Though Toyota’s ambitious entry-level brand—which sold cars from the 2004 to 2016 model years—died before reaching its preteens, Scion’s FR-S sports coupe earned a second chance at life in the States as the Toyota 86 that preceded today’s GR86. Like its ancestral family member, the Yuzu dons a coat of yellow paint and gloss-black exterior accents. Complementing this palette are front seats with faux-suede inserts that feature yellow decor, and yellow stitching for the likes of the front seats, steering wheel, parking brake lever, and doors.
Befitting its Scion homage, the Yuzu also offers accessory options aimed at giving owners the chance to live—or relive—their turn-of-the-millennium street-racing fantasies. This includes a gaudy body kit and a cat-back exhaust system with four comically large silver tailpipe tips replete with the GR logo.
Otherwise, the Yuzu is effectively a zhuzhed-up GR86 Premium with the Performance pack, an option that adds a set of Sachs dampers and beefy Brembo-sourced brakes with re-painted four-piston front and two-piston rear calipers that work with a pair of 12.8-inch and 12.4-inch front and rear rotors, respectively. Opting for the Performance pack tacks on as little as $1500 and as much as $2020 to the price of the 2025 Toyota GR86, depending on trim.
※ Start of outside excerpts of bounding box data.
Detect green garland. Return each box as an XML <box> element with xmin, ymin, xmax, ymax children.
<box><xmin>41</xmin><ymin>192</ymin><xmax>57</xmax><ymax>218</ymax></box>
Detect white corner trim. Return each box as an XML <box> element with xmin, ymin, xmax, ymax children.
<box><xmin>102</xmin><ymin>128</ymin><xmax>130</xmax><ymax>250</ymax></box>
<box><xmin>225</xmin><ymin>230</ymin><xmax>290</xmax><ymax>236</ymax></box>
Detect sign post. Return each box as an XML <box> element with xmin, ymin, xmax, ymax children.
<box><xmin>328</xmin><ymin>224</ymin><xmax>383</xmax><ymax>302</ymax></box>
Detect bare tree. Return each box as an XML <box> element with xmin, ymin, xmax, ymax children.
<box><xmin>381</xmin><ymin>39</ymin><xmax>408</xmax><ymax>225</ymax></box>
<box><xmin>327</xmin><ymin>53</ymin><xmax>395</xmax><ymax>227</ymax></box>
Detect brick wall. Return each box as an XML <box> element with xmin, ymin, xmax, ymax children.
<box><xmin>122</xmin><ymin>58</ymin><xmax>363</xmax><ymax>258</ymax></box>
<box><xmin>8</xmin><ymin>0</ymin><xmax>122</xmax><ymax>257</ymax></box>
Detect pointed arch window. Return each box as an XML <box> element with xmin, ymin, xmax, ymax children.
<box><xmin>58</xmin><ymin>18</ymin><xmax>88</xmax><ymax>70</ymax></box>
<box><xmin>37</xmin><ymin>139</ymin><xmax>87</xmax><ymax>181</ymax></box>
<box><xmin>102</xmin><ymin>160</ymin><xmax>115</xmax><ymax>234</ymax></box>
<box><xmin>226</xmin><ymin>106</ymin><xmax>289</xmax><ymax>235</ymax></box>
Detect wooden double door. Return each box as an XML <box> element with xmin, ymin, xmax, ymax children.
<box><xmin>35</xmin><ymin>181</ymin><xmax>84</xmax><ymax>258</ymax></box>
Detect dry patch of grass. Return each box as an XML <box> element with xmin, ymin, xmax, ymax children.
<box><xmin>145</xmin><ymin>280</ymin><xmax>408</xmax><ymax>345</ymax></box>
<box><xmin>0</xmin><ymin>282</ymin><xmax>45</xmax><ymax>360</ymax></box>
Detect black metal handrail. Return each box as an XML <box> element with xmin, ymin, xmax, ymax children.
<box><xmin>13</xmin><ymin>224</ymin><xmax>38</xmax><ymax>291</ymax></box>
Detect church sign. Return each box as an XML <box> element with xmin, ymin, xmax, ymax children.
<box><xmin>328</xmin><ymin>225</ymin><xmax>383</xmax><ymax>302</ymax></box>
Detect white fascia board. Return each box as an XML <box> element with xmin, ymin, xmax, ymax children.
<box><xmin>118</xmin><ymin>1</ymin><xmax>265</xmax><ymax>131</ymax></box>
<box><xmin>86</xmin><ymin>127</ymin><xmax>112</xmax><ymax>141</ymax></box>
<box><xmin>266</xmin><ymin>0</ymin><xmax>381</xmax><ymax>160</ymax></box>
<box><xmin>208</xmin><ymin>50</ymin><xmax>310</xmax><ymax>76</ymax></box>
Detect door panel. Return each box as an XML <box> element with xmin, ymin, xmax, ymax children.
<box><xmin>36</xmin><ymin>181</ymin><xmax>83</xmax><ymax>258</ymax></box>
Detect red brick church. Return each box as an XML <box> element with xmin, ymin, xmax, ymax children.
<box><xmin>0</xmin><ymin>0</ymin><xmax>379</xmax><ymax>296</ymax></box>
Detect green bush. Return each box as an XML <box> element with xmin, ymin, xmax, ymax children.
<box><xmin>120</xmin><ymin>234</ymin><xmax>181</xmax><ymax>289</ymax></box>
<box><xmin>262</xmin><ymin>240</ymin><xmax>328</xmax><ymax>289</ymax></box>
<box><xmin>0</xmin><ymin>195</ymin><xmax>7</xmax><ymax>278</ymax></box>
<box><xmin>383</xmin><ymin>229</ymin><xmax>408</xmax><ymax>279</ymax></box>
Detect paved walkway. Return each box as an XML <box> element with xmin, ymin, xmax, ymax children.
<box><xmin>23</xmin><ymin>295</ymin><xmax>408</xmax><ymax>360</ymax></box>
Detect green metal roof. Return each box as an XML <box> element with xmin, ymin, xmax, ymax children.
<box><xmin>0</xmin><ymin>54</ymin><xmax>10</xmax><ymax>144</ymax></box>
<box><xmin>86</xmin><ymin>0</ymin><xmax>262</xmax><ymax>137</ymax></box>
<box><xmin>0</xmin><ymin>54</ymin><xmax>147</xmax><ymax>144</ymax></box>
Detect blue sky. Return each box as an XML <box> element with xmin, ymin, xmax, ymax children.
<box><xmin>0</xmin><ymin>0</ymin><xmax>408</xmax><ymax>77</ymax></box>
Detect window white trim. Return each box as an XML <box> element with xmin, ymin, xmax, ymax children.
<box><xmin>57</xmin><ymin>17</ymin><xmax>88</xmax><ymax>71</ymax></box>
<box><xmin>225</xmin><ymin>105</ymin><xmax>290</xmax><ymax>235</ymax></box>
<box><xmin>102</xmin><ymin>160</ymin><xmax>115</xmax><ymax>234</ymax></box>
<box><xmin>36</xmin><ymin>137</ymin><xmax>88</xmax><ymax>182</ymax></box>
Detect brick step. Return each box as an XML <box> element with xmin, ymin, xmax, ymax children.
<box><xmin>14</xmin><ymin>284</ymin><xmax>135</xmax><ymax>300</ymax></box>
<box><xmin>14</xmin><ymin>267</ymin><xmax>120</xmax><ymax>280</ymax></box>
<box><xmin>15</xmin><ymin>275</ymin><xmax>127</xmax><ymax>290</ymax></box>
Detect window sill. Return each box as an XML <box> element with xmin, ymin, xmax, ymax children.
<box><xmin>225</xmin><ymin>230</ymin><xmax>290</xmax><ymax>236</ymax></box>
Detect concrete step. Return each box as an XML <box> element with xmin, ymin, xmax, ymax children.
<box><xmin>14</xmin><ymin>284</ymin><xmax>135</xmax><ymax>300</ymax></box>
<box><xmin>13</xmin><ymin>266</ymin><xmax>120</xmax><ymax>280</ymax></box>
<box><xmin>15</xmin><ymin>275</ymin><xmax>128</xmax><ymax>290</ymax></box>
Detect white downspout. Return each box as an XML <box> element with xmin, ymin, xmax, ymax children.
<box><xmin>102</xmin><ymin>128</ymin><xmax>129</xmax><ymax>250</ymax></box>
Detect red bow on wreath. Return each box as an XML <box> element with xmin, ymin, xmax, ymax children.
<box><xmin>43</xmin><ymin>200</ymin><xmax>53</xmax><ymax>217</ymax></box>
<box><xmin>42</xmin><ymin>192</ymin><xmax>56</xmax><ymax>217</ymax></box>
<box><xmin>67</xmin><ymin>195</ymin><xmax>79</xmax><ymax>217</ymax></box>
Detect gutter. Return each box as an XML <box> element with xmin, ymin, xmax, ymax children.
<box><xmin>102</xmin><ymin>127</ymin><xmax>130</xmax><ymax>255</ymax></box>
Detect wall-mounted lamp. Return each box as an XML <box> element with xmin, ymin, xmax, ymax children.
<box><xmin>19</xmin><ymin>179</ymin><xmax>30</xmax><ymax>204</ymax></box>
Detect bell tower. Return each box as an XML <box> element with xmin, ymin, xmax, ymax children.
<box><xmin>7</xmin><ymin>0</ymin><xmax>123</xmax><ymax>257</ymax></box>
Under the hood of the Yuzu sits the same 228-hp 2.4-liter flat-four that motivates lesser GR86 models. Likewise, the limited-run model offers buyers a choice of either a six-speed manual or a six-speed automatic transmission. Toyota intends to bring just 860 units of the Yuzu Special Edition to the States, matching production runs of the second-generation GR86’s prior 10th Anniversary, Trueno, and Hakone editions.
Pricing for the entire 2026 GR86 model line remains under wraps, but we wager the model may see a big price jump due to the effects of the federal government’s current trade war. Should the recently imposed retaliatory tariffs go away, then we expect the GR86’s starting sum to stay close to its current sub-$32K base price, with the Yuzu Special Edition stickering for a little more than that of the current Hakone Edition’s $36,405 cost of entry. Add a few stacks to those figures if the toll of tariffs requires Toyota to pass on those costs to consumers. Given the FR-S Release Series 1.0’s $31,760 price tag in 2015 is the equivalent of just shy of $42K today, it’s almost certain the Yuzu Special Edition will effectively undercut the cost of the car that inspired it—tariffs or not.